We aligned genomes from this study and previously published Yersinia pestis Neolithic and LNBA genomes6,7,8,9,10,11,12,26 (Supplementary Table 1) to the modern-day Yersinia pestis genome 1.ORI CO92 (NC_003143.1)27, and aligned the Yersinia pseudotuberculosis strain IP3288128 in the same way (Methods). We retained a subset of the genomes, which had a high degree of called sites given a per-site minimum sequence depth of three on all published genomes and a minimum depth of five for the in-house single-stranded library sequenced genomes (Methods). We performed phylogenetic inference with IQ-TREE29, assessed uncertainty with 1000 bootstrap replicates, and rooted the phylogeny with Y. pseudotuberculosis in FigTree. Our final phylogeny consisted of 27 ancient published genomes and both the Charterhouse Warren individuals (C10091 and C10098) from this study. We found that in the reconstructed phylogeny, the Charterhouse Warren Yersinia pestis genomes fall within the broader LNBA ymt- clade. In the asymmetrical clade of LNBA ymt- genomes, grouping broadly according to chronology11, we found that the British genomes are derived with respect to genomes from the Czech Republic (HOP001 and HOP004), dating to ~4300 cal BP and ~4250 cal BP, but basal to a genome from Russia, which dates to ~4200 cal BP (KLZ001)11. Indeed, the topology of the previously published genomes matches previously reconstructed phylogenies. We also placed the lower-coverage genome from Levens Park (C10928) in a reduced phylogeny that included the Charterhouse Warren genomes and high-coverage genomes from adjacent clades (Methods) (Fig. 1B), and found that it was likely closely related to those from Charterhouse Warren.

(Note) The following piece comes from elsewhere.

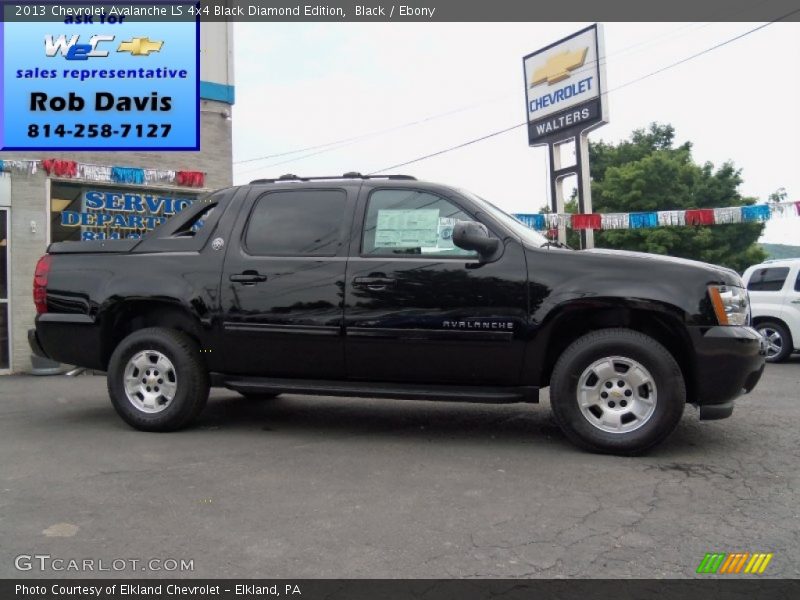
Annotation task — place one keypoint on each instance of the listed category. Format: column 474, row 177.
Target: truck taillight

The two Charterhouse Warren genomes show 2 transversion mismatches out of 939,710 sites with a minimum sequence depth of 5 (a mismatch rate of 0.0002%). Both of these are due to apparent changes in the C10091 genome, and they are located adjacent to each other at positions 2227793 and 2227794 when aligned to the CO92 (NC_003143.1) reference genome. While BlastN searches of the NCBI nucleotide archive found that all sequences had Yersinia pseudotuberculosis and Yersinia pestis as the top match, the observed transversions were adjacent to an insertion (one sequence read further contained a deletion), and it therefore seems possible that they represent spurious alignment from a source uncharacterised in the database (Supplementary Fig. 2, Supplementary Table 230).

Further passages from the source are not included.